Date: 19 June 2024
Time: 10:00-11:45
Venue: Institutet för framtidsstudier, Holländargatan 13, 4th floor, Stockholm, or online.
Research seminar with Katharina Berndt Rasmussen, PhD. in Philosophy.
Abstract
Disputes about discrimination surface time and again in the public debate: Is there such a thing as ”reverse discrimination” or ”Swedophobic” discrimination? Does our failure to reduce GHG-emissions amount to discrimination against future generations? Is affirmative action wrong? Do we really need discrimination laws, and if so, which groups should they protect? Laypeople, politicians, and (of course) philosophers disagree with each other on how we should answer such questions.
In the first part of this talk, I propose a theory of discrimination that aims to capture people’s intuitions about more clear-cut cases of discrimination: I outline a concept of discrimination and its relation to moral wrongness and to social injustice.

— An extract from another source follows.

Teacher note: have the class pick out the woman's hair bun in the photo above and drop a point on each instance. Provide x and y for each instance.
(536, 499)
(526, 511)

I propose that we should see discrimination as a bridge concept: between the personal and the political, between criteria of moral wrongness and of social (in)justice, between individualist and structural analyses of harms and inequalites. I believe that it is this bridging feature which makes the concept distinctive and particularly useful, both within philosophy and more broadly in society.
In the second part of the talk, I explore how the theory answers the above questions. I argue that a deeper understanding of our concept of, and concerns about, discrimination can improve our judgments of such cases. In turn, these judgments can be used to evaluate the theory, in the sense of assessing its scope and limits.